009 - Challenging Technology Trajectories – A presentation for Comics and AI conference
Last week, I had the pleasure of being invited to Comics and AI, a one-day multidisciplinary conference on the future of comics, technology, and creativity.
This was at City St George’s University of London, and took place just a few weeks before the launch of my 2 new Eliza publications.
I won’t be putting up the whole presentation here (you either had to be there, or you have to get the upcoming publication that collects the papers and the presentations), but here are some excerpts from my presentation:
The State of Affairs today
To kick off (as with any speculative design work) I started with a collection of signals evidenced through news articles and some of my own conclusions drawn to sense-make the moment we are in today.
I spoke about how big-tech bosses love to tout Gen-AI as inevitable, and how that feels deterministic to me.
I followed up with evidence for how GenAI, for all it’s transformational narrative, is very often being applied in very mundane or even strange ways – like summaries of user reviews on Amazon; or Tinder’s “The Game Game”.
All this, while there is mounting evidence of GenAI outputs leading to misinformation, absurd social situations, and the sheer climate irresponsibility in training and using these products.
In conclusion,
‘AI’ inevitability is also the inevitability of dire climate conditions, absurd digital interactions, and indistinguishable misinformation.
So… what can Eliza - The Ghost in Every Machine, a speculative fiction and design graphic novel project, do?
Critiquing Status Quo
The very first format that I presented Eliza in was that of New Yorker style cartoons with a single image and a caption.

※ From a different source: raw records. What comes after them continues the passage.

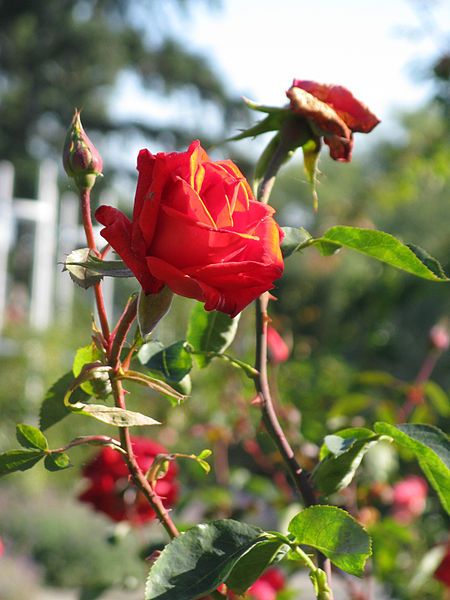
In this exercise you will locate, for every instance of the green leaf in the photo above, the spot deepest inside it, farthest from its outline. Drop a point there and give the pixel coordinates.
(253, 564)
(210, 331)
(30, 437)
(84, 260)
(53, 408)
(155, 384)
(112, 415)
(336, 534)
(432, 449)
(19, 460)
(197, 561)
(173, 362)
(294, 240)
(151, 308)
(384, 247)
(77, 264)
(341, 455)
(98, 384)
(311, 151)
(56, 461)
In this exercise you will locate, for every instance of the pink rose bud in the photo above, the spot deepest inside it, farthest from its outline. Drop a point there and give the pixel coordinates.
(277, 348)
(409, 498)
(81, 159)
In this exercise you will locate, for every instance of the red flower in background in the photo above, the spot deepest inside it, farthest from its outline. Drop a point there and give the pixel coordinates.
(409, 498)
(277, 348)
(267, 586)
(333, 112)
(197, 229)
(442, 573)
(111, 491)
(264, 588)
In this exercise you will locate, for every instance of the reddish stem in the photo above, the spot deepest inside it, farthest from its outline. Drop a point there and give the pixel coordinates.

These were meant to be responses to contemporary technology happenings. This gives the cartoons a critical point of view wrapped in playful nature.
Personifying (if I may call it a ‘person’ at all) computer logic / algorithms / programmes as Eliza allowed me to hold up a mirror to our socio-technological today, to raise questions around human agency, and the omnipresent role of technology in our lives today.
These cartoons, originally drawn between 2021-23 are now collected in a definitive volume, “The Complete Cartoon Collection”, that will be available in October 2025.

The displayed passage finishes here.